OLDWICK, N.J.--(BUSINESS WIRE)--In this episode of AMBestTV Jason Hopper, associate director, AM Best, said U.S. insurers for a fourth straight year reduced their hedge-fund investments, to $12 billion in 2019 from $25 billion in 2015. Click on http://www.ambest.com/v.asp?v=ambhedgefunds520 to view the entire program.
Hopper addressed why the industry has reduce its hedge fund holdings.
“Over the years, hedge funds have become a little less attractive compared with some other investments, given the returns,” said Hopper. “Returns haven’t been favorable enough to meet the high fees, as well as the regulatory capital stream imposed by capital charges. … Not only is book adjusted carrying value declining, but the number of holdings have declined as well.”
Hopper also highlighted where companies are reallocating the funds that previously had been placed into hedge funds.
“I do not want to necessarily say that money previously going to hedge funds is now distinctly going to some other investment asset class. I do not think that is necessarily the case, but hedge funds are an alternative type investment.”

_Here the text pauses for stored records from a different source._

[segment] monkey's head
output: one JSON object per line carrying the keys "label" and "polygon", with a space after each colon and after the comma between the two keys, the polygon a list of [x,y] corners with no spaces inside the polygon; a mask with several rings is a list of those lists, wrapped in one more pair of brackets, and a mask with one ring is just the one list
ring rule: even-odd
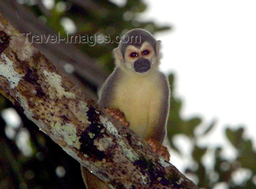
{"label": "monkey's head", "polygon": [[144,30],[130,30],[122,36],[118,47],[113,50],[117,65],[142,75],[158,69],[161,44],[161,41],[156,41]]}

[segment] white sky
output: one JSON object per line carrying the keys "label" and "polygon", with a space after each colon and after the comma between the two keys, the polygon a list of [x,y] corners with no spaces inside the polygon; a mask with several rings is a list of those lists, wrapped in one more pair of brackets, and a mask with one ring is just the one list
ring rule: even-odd
{"label": "white sky", "polygon": [[244,125],[256,138],[256,1],[144,1],[143,19],[174,26],[156,37],[163,69],[176,74],[182,115],[199,114],[206,124],[218,118],[215,134],[227,124]]}
{"label": "white sky", "polygon": [[[217,126],[199,142],[223,145],[223,154],[232,158],[235,151],[223,131],[227,125],[242,125],[256,147],[256,1],[144,1],[148,6],[142,19],[173,26],[155,37],[163,46],[163,70],[176,74],[182,116],[199,115],[202,127],[217,119]],[[181,170],[190,160],[172,155],[172,163]]]}

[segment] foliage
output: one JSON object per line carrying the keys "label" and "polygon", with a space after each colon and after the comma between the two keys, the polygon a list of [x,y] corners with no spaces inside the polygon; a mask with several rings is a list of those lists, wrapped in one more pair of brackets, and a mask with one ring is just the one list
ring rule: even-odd
{"label": "foliage", "polygon": [[[63,35],[64,34],[64,29],[61,20],[63,18],[68,18],[73,20],[78,34],[91,35],[99,33],[109,34],[111,38],[135,27],[144,28],[153,33],[170,28],[167,26],[158,27],[153,22],[141,22],[139,13],[146,8],[142,1],[128,0],[122,7],[108,1],[87,0],[89,3],[87,4],[87,7],[75,1],[86,1],[56,0],[56,5],[60,2],[65,3],[66,8],[61,12],[55,8],[46,11],[37,4],[27,6],[37,16],[45,20],[49,27],[56,32],[60,31]],[[97,44],[93,46],[87,44],[78,44],[82,51],[104,65],[109,72],[114,67],[111,52],[117,45],[116,43]],[[252,141],[243,137],[244,129],[242,128],[236,131],[226,129],[227,139],[238,152],[237,156],[233,159],[227,159],[221,155],[223,147],[212,149],[199,145],[196,142],[199,138],[210,132],[215,126],[215,122],[213,121],[200,135],[195,134],[195,129],[202,122],[202,119],[195,117],[186,120],[181,117],[182,101],[176,96],[174,78],[173,75],[169,76],[172,95],[167,135],[171,147],[181,155],[181,149],[174,145],[172,139],[182,134],[191,142],[193,148],[191,155],[196,166],[187,167],[185,173],[196,177],[200,187],[211,188],[218,183],[225,182],[230,188],[256,188],[256,153],[253,150]],[[0,110],[10,107],[12,107],[11,103],[0,95]],[[0,117],[0,124],[2,126],[0,127],[0,143],[2,151],[0,153],[0,188],[83,188],[79,163],[39,131],[24,116],[20,114],[20,116],[23,126],[15,129],[16,134],[12,139],[6,137],[6,131],[5,133],[4,130],[6,123]],[[28,156],[20,152],[15,140],[25,128],[30,133],[30,145],[33,149],[31,155]],[[202,157],[209,150],[214,151],[215,162],[213,167],[210,168],[205,167],[202,161]],[[60,166],[65,171],[64,177],[58,177],[56,173]],[[249,176],[241,183],[237,184],[233,179],[233,175],[237,171],[242,171],[248,173]]]}
{"label": "foliage", "polygon": [[[226,129],[226,135],[229,141],[238,152],[238,154],[234,155],[233,159],[229,159],[221,155],[221,152],[224,147],[216,147],[215,148],[209,147],[202,147],[196,141],[200,137],[205,136],[211,132],[215,125],[214,121],[210,124],[204,132],[200,135],[195,135],[195,129],[198,126],[202,120],[199,117],[193,117],[188,120],[181,118],[180,112],[182,107],[180,99],[175,96],[174,87],[174,76],[169,76],[171,86],[171,98],[170,113],[168,122],[169,126],[167,128],[168,137],[172,148],[181,154],[181,149],[178,148],[173,144],[172,139],[179,134],[185,135],[191,141],[194,167],[187,167],[185,173],[192,175],[198,179],[197,186],[205,188],[212,188],[218,184],[226,183],[229,188],[254,189],[256,187],[256,152],[253,148],[252,141],[243,137],[244,128],[241,127],[236,130]],[[207,154],[207,150],[214,151],[214,163],[213,167],[203,165],[202,158]],[[243,174],[245,176],[242,176]],[[239,175],[240,174],[240,175]],[[237,175],[236,177],[234,176]],[[239,181],[235,178],[239,178]]]}

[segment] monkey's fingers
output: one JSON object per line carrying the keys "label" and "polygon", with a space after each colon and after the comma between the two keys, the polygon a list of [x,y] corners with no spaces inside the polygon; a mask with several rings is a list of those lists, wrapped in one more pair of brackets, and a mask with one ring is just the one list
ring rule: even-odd
{"label": "monkey's fingers", "polygon": [[152,138],[149,138],[147,141],[152,148],[153,152],[157,152],[159,155],[164,157],[168,160],[170,160],[170,154],[167,148],[162,145],[160,143]]}
{"label": "monkey's fingers", "polygon": [[106,108],[106,110],[114,118],[117,120],[125,125],[129,126],[130,124],[125,121],[124,114],[116,108]]}
{"label": "monkey's fingers", "polygon": [[167,148],[163,146],[162,146],[157,151],[157,153],[158,154],[164,157],[168,161],[170,160],[170,154],[168,151]]}

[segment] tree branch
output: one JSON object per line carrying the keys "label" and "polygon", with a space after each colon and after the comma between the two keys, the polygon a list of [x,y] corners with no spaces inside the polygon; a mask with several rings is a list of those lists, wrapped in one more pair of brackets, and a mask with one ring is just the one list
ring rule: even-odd
{"label": "tree branch", "polygon": [[112,188],[198,188],[84,95],[1,14],[0,92]]}

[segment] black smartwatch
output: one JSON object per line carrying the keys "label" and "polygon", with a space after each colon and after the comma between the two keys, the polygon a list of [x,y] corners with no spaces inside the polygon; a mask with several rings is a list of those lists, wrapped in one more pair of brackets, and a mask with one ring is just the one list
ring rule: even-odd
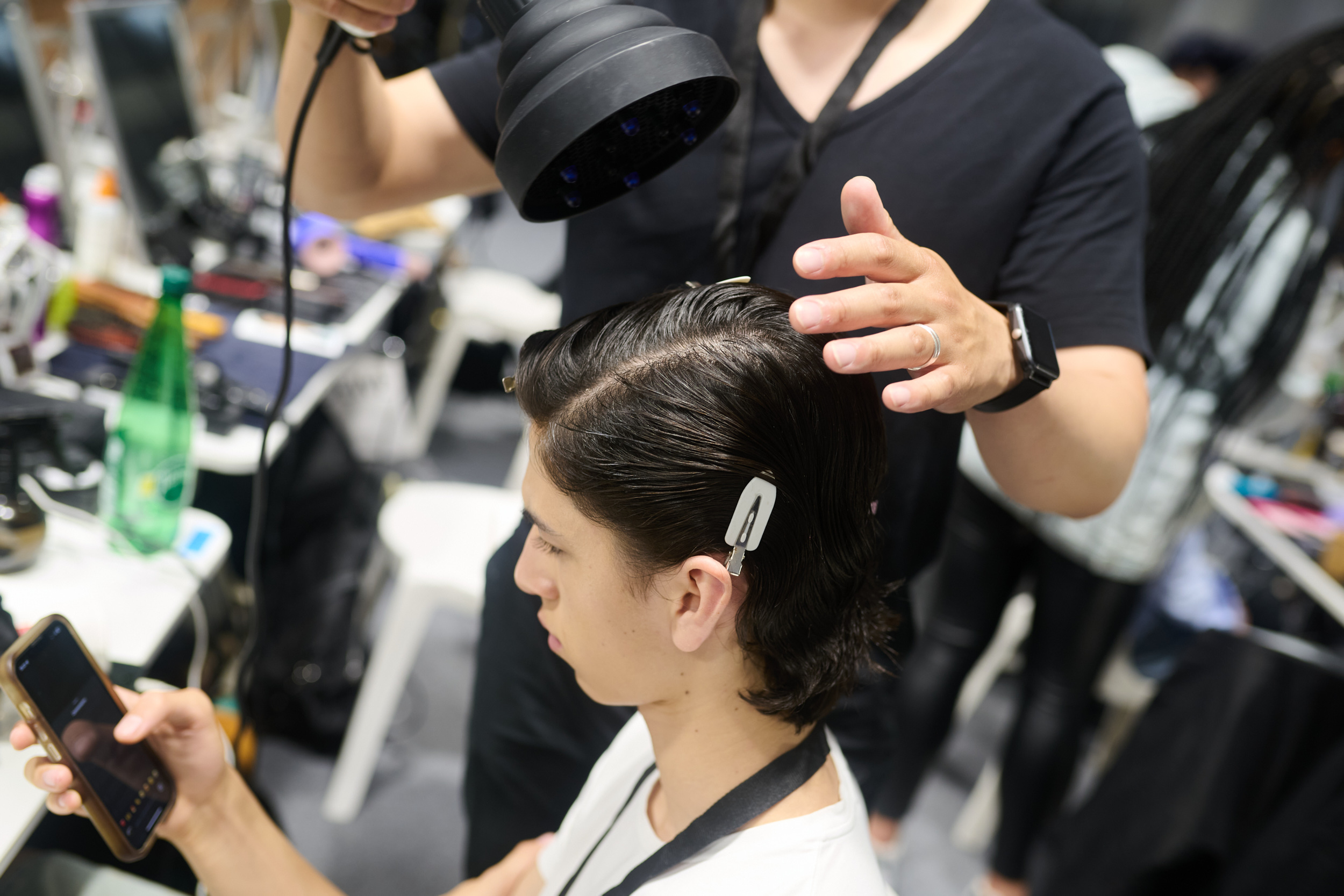
{"label": "black smartwatch", "polygon": [[1025,377],[1011,390],[977,404],[977,411],[997,414],[1036,398],[1059,379],[1059,360],[1055,357],[1055,336],[1050,321],[1016,302],[989,302],[1008,317],[1012,334],[1012,353]]}

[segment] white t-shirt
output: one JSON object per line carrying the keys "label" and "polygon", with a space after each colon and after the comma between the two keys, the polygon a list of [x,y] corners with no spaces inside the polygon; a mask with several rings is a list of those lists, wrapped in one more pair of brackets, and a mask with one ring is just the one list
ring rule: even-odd
{"label": "white t-shirt", "polygon": [[[840,772],[840,802],[808,815],[747,827],[644,884],[640,896],[890,896],[868,840],[868,810],[831,732]],[[558,896],[593,849],[634,782],[653,762],[644,716],[634,713],[593,766],[555,840],[536,860],[546,880],[542,896]],[[649,823],[649,775],[612,827],[569,896],[602,896],[663,846]]]}

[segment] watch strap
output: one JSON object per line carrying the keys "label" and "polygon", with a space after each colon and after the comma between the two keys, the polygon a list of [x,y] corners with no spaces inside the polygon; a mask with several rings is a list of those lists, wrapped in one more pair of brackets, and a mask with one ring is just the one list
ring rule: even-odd
{"label": "watch strap", "polygon": [[981,402],[976,406],[977,411],[984,411],[985,414],[999,414],[1000,411],[1008,411],[1019,404],[1025,403],[1030,399],[1036,398],[1046,391],[1046,386],[1038,383],[1036,380],[1027,377],[1021,383],[1017,383],[1011,390],[1000,395],[999,398],[992,398],[988,402]]}

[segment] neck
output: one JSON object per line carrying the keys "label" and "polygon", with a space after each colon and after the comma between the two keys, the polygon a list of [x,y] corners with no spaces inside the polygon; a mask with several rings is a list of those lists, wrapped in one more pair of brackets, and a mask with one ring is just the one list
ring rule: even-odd
{"label": "neck", "polygon": [[737,688],[688,692],[676,701],[640,707],[640,713],[659,766],[649,821],[664,841],[796,747],[809,731],[762,715]]}
{"label": "neck", "polygon": [[878,19],[894,4],[895,0],[774,0],[770,15],[817,20],[833,27],[855,20]]}

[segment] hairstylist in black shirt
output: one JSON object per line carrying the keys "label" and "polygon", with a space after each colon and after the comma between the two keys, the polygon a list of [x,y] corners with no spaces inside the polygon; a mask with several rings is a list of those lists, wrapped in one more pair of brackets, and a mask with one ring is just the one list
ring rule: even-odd
{"label": "hairstylist in black shirt", "polygon": [[[1071,516],[1105,508],[1146,419],[1145,184],[1124,87],[1097,51],[1034,0],[926,0],[875,47],[792,201],[771,218],[790,154],[894,1],[774,0],[757,7],[759,19],[743,8],[754,0],[644,1],[712,36],[739,73],[755,69],[746,125],[735,141],[724,126],[657,179],[570,222],[564,320],[728,273],[801,296],[793,322],[805,332],[876,328],[833,343],[827,360],[874,372],[891,410],[878,506],[887,579],[917,572],[935,548],[962,411],[1015,500]],[[386,31],[411,4],[294,0],[280,133],[324,15]],[[388,82],[367,56],[341,54],[308,122],[298,201],[348,218],[497,188],[496,52],[485,46]],[[741,200],[726,204],[734,184]],[[728,224],[716,234],[720,220]],[[1021,373],[1008,320],[986,301],[1048,320],[1062,373],[997,414],[970,408]],[[489,568],[466,783],[473,870],[560,819],[628,715],[589,701],[547,650],[535,599],[512,584],[524,533]],[[868,716],[880,715],[874,707]],[[886,759],[883,724],[845,740],[844,720],[832,723],[860,778]],[[864,782],[870,794],[879,785]]]}

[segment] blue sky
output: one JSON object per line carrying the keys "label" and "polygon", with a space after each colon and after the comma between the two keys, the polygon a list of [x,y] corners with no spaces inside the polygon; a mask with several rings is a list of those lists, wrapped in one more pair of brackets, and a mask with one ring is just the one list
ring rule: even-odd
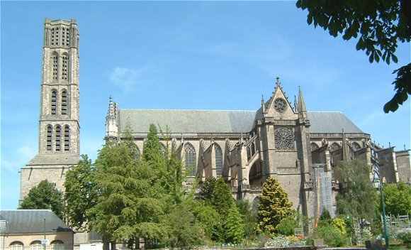
{"label": "blue sky", "polygon": [[279,76],[300,85],[309,110],[341,111],[384,146],[410,148],[410,101],[383,104],[398,65],[370,64],[355,41],[306,23],[293,1],[1,1],[1,199],[14,209],[18,171],[38,151],[43,28],[74,18],[80,30],[81,151],[96,158],[108,97],[121,108],[257,109]]}

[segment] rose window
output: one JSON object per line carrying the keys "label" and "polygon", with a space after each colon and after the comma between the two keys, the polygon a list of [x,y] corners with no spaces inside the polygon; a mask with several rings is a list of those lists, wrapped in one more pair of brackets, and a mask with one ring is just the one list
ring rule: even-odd
{"label": "rose window", "polygon": [[290,129],[279,128],[274,131],[276,148],[294,148],[294,133]]}
{"label": "rose window", "polygon": [[283,112],[287,107],[286,101],[282,98],[277,98],[274,100],[274,108],[278,112]]}

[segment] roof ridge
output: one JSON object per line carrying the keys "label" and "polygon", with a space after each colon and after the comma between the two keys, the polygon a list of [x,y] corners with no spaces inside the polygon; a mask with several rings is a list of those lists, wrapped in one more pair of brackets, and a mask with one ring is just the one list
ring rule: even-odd
{"label": "roof ridge", "polygon": [[133,110],[141,110],[141,111],[210,111],[210,112],[226,112],[226,111],[237,111],[237,112],[256,112],[257,110],[252,109],[120,109],[120,110],[133,111]]}

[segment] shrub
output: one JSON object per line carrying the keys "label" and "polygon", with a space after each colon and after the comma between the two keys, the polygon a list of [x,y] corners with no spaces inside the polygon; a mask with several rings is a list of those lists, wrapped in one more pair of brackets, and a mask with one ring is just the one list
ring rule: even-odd
{"label": "shrub", "polygon": [[330,246],[342,246],[347,241],[347,237],[331,225],[318,227],[317,234],[324,239],[326,244]]}
{"label": "shrub", "polygon": [[289,216],[281,219],[276,227],[276,231],[282,235],[294,235],[294,229],[298,227],[299,227],[298,222],[294,219],[294,217]]}

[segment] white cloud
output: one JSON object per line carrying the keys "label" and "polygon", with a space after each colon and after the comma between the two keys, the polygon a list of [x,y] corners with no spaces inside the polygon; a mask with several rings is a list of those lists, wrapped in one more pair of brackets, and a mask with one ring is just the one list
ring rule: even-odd
{"label": "white cloud", "polygon": [[23,146],[16,151],[14,157],[1,158],[1,169],[6,171],[16,171],[23,167],[30,160],[31,160],[36,153],[34,148],[29,146]]}
{"label": "white cloud", "polygon": [[116,85],[123,88],[124,91],[129,91],[137,84],[142,73],[145,70],[145,67],[136,70],[116,67],[110,73],[110,80]]}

With the COVID-19-driven market disruptions, Hopper spoke about what AM Best expects on hedge fund investments.
“It is what meets the needs of specific insurers on a case by case basis, whether they have the investment expertise to continue to branch out. … I imagine many companies are looking at their total investment portfolios and trying to figure out a way to navigate through this current environment.”